2020-02-29T19:06:15.274Z


Young people and immigrants see someone who wants to change the system in the Democratic candidate


For 50 years, in the United States, almost every election of a new president has meant a new return of the national political pendulum. Richard Nixon's murky presidency gave way - after Gerald Ford held office long enough to pardon his former boss - to Jimmy Carter's shrimp. Four years later Ronald Reagan broke in, followed by the first president of the baby boom generation , Bill Clinton, following the parenthesis of George HW Bush's unique mandate. Clinton, prosecuted and womanizer (but intelligent) was succeeded by Bush's son, George W., moral and anti-intellectual, who in turn gave way to that kind of Spock that was Barack Obama, before the pendulum swing, every Once again, it will reach the unprecedented extravagance of Donald Trump.

How is it going to be strange, then, that while the Democrats strive in the campaign to choose their candidate, the most extreme of all is the one who is winning? After the Nevada caucuses , Senator Bernie Sanders has more than just the wind in favor. It represents exactly the kind of partisan reaction against Trump that was to be expected and is another proof that the arc of the political pendulum is increasingly pronounced. Sanders, who has always declared himself a socialist and has never joined the Democratic Party, embodies the opposite of the current president, with his eighties style of greed.

Why has the arc of electoral oscillations in the US been enlarged so much? In other times, presidential candidates, to succeed, had to embrace hope and optimism. It was normal, because the richest country in the world had been upward for more than a century and enjoying its feverish American dream. When leaders deviated from that idea, in periods of difficulty (Carter and his discourse about discomfort), or were considered guilty of a temporary recession that did not fit optimistic expectations (Bush Sr.), the electorate showed them the door .

Then the new millennium arrived and the American century suffered three successive blows: the 9/11 terrorist attacks, poorly conceived wars in Afghanistan and Iraq and the global financial crisis of 2008. Since the crisis, politicians have tried everything to boost the economic growth, because there is nothing that benefits everyone more. The US economy grew abnormally during the century after the Secession War, because life expectancy almost doubled and productivity soared, thanks to a series of discoveries and inventions (vaccines, antibiotics, electricity and microchips).

Trump has countless weaknesses, and many things can happen between now and November

The last 10 years have increased wealth inequalities to such an extent that many members of the middle class fell into that precipice and carried a wobbly faith in the American dream.
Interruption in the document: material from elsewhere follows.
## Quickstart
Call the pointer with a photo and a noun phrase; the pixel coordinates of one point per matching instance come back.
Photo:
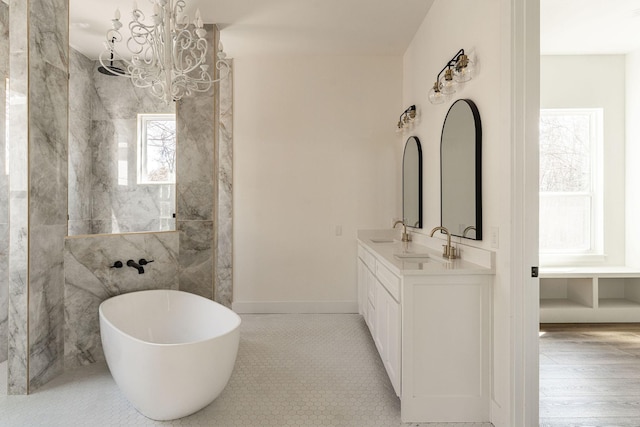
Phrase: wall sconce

With that faith he also left, probably, any hope that a moderate Democrat could get the nomination in 2020. After all, Joe Biden, Pete Buttigieg and Amy Klobuchar speak much like Bill Clinton and Robert Rubin, symbols of an era that at the time seemed good, but today is considered the period in which jobs began to leave by globalization, average incomes stagnated and not only was a new plutocracy born but national leaders promoted it .

Demography, like gravity, is an almost immutable force. As much as the traditional sages of the Democratic Party try to convince voters that nominating Sanders will favor Trump's re-election, it gives the impression that most of the youth, immigrants and minorities of the party (the true future of the Democrats) disagrees. Surely they see in Sanders someone who convincingly appeals to lost hopes and wants to drastically change a system that no longer offers them a credible way to move forward. After all, why defend a status quo that leaves them indebted to the eyebrows, with precarious employment, with inadequate housing and about to be ruined by any medical emergency? The irony is that this powerful message is similar to Trump's call to disenchanted workers voters and allowed him to win the Republican nomination and the presidency in 2016.
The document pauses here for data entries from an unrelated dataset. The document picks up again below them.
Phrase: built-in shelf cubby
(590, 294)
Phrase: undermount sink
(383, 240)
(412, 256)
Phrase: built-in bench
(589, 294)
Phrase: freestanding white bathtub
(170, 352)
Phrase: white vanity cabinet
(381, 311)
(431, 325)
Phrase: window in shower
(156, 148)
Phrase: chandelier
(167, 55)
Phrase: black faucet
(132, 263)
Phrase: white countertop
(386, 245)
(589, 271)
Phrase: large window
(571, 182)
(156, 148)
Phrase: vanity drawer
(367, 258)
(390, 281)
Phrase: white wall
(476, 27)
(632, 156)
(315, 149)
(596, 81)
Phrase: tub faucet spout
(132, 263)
The elections are full of uncertainty. Sanders could win them for many reasons. The country is divided almost in half whoever the candidate is, undecided voters are unpredictable, electoral math is complicated, Trump has innumerable weak points, and many things can happen from here to November.

Let's not forget that almost all political and market experts were wrong with the 2016 elections. Today, when the optimistic American spirit seems to be giving way to disappointment in both parties, Sanders' push is understandable and should not be underestimated.

Alexander Friedman is co-founder of Jackson Hole Economics, was executive director of Gam Investments, head of investments at UBS, chief financial officer of the Bill & Melinda Gates Foundation and Researcher at the White House.

© Project Syndicate, 2020.

Translation by María Luisa Rodríguez Tapia.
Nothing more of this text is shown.